Oct. 11, 2004/Scripps Newspapers
SEWALL’S POINT, FL- All kinds of people come to visit singer/songwriter Tori Amos at her vacation home on the Indian River – family, friends and sundry showbiz types.
The last thing the rock star or her parents expected was a scene from Gilligan’s Island.
On Sept. 5, during Hurricane Frances, a 42-foot twin-engine cabin cruiser with a white and green hull destroyed Amos’s dock and planted itself, on its port side, in her back yard.
With large chunks of the outer skin torn away, the mortally wounded boat comically came to rest looking like the S.S. Minnow of situation-comedy fame.
Amos, who’s been at her house in the English countryside for most of this year, wasn’t laughing.
Five weeks passed before the mystery vessel was identified.
“If the system continues to fail us,” Amos said Monday in a terse e-mail from England, “then I’m sure our local builders could always turn the boat into firewood.”
The singer’s father, Edison Amos of Port St. Lucie, looks after the property while Amos is away. Since the boat first appeared in his daughter’s back yard, he said, no one – not the owner, not the insurance company, not a salvage company – had contacted him or his wife, Mary.
“If my boat crashes on your property, and certainly if my boat is missing, I’m going to try to find out where it is,” he said.

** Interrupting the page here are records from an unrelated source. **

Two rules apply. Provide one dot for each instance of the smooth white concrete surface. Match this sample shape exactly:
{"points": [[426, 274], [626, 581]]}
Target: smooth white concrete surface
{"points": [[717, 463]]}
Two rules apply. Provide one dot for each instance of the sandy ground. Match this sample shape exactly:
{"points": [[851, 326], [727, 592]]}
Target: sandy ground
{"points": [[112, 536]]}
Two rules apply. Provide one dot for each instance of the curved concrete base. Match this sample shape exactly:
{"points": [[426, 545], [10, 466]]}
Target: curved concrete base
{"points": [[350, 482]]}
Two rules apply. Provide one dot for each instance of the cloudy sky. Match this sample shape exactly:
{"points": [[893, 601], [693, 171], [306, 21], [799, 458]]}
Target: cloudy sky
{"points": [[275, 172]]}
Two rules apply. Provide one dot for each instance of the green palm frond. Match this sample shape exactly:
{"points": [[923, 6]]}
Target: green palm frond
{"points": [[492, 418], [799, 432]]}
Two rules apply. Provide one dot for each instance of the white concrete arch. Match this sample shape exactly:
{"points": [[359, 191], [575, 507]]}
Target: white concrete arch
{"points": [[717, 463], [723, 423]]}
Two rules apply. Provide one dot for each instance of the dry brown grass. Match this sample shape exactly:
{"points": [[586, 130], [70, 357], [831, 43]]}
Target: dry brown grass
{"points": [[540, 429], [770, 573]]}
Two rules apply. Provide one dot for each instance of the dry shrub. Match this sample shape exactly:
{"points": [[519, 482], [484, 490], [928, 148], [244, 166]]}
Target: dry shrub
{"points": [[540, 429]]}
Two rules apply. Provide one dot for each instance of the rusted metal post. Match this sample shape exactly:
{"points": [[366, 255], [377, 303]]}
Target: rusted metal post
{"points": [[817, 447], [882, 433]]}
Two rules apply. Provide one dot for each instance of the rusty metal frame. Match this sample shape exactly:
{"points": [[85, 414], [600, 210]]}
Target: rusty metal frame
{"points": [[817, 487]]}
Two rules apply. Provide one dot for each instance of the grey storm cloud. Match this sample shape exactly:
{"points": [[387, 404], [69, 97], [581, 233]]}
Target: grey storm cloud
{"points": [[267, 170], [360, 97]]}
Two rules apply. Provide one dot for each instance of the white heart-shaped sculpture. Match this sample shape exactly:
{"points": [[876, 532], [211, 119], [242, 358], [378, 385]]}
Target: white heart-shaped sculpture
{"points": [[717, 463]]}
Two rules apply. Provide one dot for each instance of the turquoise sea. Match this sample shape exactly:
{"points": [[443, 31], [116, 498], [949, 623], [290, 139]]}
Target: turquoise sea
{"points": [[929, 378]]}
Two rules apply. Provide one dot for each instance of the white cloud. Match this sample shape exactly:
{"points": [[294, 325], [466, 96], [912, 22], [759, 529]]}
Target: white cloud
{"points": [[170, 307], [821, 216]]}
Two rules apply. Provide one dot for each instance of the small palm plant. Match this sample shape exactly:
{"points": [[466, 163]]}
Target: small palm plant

“And then I’ll notify you and tell you, ‘please don’t worry, we have begun the process with the insurance company. And we will try to get the boat out of your back yard.'”
Known for platinum albums Under the Pink, Little Earthquakes and Scarlet’s Walk, Amos bought the property on her mother’s advice, sight unseen, in 1995. She spends fall and winter there with her husband, sound engineer Mark Hawley, and their 4-year-old daughter.

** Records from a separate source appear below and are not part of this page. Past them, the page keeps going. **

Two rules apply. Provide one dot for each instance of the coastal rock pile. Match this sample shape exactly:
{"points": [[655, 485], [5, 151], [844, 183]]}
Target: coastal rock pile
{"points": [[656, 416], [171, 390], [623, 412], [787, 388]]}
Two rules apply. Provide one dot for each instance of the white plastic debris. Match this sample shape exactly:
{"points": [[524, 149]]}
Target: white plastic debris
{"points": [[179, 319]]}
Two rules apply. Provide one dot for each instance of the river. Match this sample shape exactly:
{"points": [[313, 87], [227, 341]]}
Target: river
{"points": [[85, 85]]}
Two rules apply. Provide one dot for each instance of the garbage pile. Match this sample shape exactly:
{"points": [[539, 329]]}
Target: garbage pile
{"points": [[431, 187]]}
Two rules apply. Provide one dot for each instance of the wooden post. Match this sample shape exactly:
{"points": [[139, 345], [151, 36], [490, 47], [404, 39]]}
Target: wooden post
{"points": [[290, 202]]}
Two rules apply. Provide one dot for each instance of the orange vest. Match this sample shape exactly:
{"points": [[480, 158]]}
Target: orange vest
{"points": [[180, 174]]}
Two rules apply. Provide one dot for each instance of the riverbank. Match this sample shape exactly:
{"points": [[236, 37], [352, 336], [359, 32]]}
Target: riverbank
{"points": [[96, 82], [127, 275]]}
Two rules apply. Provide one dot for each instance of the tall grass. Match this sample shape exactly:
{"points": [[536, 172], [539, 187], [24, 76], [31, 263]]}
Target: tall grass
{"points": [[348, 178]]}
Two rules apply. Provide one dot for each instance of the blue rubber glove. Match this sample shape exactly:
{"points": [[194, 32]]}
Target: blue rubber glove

Her father, a retired Methodist minister, said there was considerable damage to the grounds, which he was hoping to have cleaned up before the family returns from England next month.
“What I’m after is just to go through the process to have the owner step up and take some responsibility — that’s all,” he said. “We’ve all been hit by these storms, so we want to be patient, we want to cooperate, we want to go through the process.”
Because the bow was buried in the remains of the Amos dock, the license number was not readable; however, an identification number stamped into the hull was traced to Alphonsus and Sherie Zobec of Palm City.
“I never knew they were looking for me,” said Sherie Zobec, who owns Gold Coast Roofing with her husband. “Every time we go there, nobody’s there. Nobody ever put a note on the boat, ‘Call me, here’s my phone number.’ It goes both ways.”
When Frances hit, the boat, called “Dealer Ship,” was moored four docks up the Indian River from Amos’s property. Alphonsus Zobec said he first inspected it Sept. 6, and immediately contacted his insurance agent.
“The insurance company’s been there like 10 times,” Zobec said. “They’re trying to figure out how to get it out. They assured us the dock is going to be taken care of.
“It’s sitting on a stump, so they’re going to cut it apart and take it out piece by piece. It can’t be dragged into the water and floated.”
Sherie Zobec said she and her husband were well aware their boat had made landfall in a famous singer’s back yard.
“I wouldn’t even know how to contact the woman, but I would have assumed that the insurance company would have written a letter,” she said.
“But I don’t fault the insurance company. That boat wound up in a really strange place.”
Still, she said, “If your boat winds up in Mick Jagger’s yard, wouldn’t you think he’d have people to take care of things for him?”